The mountainous meringues and buttercream-slathered offerings behind the counter at Cherry Trees mark them out as the place to stop for a cream tea – and it’s a good ‘un – but they also do full-to-bursting pasties and hearty brunches. And, the Rest a While Tea Garden feels like being round a mate’s house – largely because it’s the terrace of a residential home overlooking the beach, where scones are served fresh from the oven.
In Padstow, BinTwo wine shop has a petite terrace where you can pair something fruity with dressed crab and Cornish charcuterie – the Rising Ground Coffee Company bean blends are an aromatic treat too. Another Stein outpost Ruby’s Bar has an engaging cocktail list: try the Porthleven Bramble with blackberry gin and elderflower liqueur, or the Appleflower bellini with prosecco, passionfruit syrup and passiflora tea.
Every hotel featured is visited personally by members of our team, given the Smith seal of approval, and then anonymously reviewed.
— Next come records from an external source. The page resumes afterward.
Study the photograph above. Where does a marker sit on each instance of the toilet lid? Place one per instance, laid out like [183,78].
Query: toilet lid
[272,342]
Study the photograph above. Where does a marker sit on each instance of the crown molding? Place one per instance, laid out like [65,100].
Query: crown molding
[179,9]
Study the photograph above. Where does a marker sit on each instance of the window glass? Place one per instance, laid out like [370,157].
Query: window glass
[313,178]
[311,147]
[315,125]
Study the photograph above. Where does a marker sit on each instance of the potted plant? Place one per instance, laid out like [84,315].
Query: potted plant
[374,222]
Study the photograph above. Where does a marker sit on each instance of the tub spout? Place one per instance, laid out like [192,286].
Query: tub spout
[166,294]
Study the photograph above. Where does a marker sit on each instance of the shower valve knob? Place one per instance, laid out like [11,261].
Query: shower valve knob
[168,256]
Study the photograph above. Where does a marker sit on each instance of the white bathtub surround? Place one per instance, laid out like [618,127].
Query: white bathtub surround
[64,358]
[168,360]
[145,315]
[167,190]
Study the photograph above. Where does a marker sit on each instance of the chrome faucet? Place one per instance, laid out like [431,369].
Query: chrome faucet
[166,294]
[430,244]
As soon as our reviewers have returned from this sty-lish boutique hotel in Cornwall and unpacked their wet suits and inflatables, a full account of their breezy beachside break will be with you. In the meantime, to whet your wanderlust, here's a quick peek inside the Pig at Harlyn Bay…
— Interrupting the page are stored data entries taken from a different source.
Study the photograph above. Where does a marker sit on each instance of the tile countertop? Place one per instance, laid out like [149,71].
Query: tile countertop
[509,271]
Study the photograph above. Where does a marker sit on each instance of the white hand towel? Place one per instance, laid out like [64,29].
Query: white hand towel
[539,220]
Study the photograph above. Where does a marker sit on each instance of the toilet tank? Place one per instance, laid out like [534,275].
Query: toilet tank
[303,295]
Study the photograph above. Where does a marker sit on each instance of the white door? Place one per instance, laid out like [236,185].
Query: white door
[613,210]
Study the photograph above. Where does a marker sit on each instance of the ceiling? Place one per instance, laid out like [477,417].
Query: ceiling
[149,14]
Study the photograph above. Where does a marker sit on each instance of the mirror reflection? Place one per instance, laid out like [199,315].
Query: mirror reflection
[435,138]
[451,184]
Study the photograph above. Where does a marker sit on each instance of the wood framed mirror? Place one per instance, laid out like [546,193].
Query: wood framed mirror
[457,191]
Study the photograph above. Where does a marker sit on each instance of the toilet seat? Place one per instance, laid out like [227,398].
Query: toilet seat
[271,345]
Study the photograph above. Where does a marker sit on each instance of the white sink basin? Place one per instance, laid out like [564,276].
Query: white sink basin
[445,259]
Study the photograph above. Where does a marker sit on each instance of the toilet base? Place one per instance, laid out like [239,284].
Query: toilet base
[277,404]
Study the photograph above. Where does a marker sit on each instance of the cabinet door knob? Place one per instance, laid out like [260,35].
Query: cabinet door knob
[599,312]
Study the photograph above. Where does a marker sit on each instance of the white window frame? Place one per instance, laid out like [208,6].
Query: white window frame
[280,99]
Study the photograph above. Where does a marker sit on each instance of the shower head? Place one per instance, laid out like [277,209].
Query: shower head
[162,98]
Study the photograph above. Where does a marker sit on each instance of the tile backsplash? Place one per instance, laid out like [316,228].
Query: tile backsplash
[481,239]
We’re not sure if fiendishly clever hotelier Robin Hutson was a fan of Charlotte’s Web as a young ‘un, but he’s spun more positive PR for pigs than Charlotte herself ever could. The Pig at Harlyn Bay is the latest in his string of porcine paradises, this time set in a divine slice of Cornish countryside, mere steps from the dunes and turquoise waters of Harlyn Bay. In keeping with the Pigs’ signature nonchalant chic, the interiors are filled with crackling leather sofas and lovingly worn wingbacks, taxidermy and heirloom trinkets, carved four-posters and standalone bath tubs – courtesy of Robin’s design-whizz wife Judy. The blooming kitchen garden and 25-mile menu are present and correct; however, the seaside setting strikes a chord here in the dark-and-stormy palette of blues and greys, and maritime artwork, one even painted in situ to evoke the right mood. And there’s more to distinguish this already very distinguished stay: garden wagons that bump glamping up a few notches, a dining room with a gloriously stuccoed ceiling, and an outdoor terrace dubbed the Lobster Shed, where a combo of lobster, thrice-cooked chips and Camel Valley pinot noir rosé brut is followed by a towering knickerbocker glory. Upmarket Padstow lies close by for fine-dining, pasties and pubs, while the northern branch of the South West Coast Path and Constantine Bay’s beaches show off Cornwall’s natural assets. But when it’s time for Piggies to come all the way home, there’ll be drinks by the fireside – say, Trevethan Gin mixed with home-grown botanicals, or Haywood Farm Cider – and a soft slumbersome bed. Some Pig? Charlotte would need a week’s worth of webbing to sing this Pig’s praises.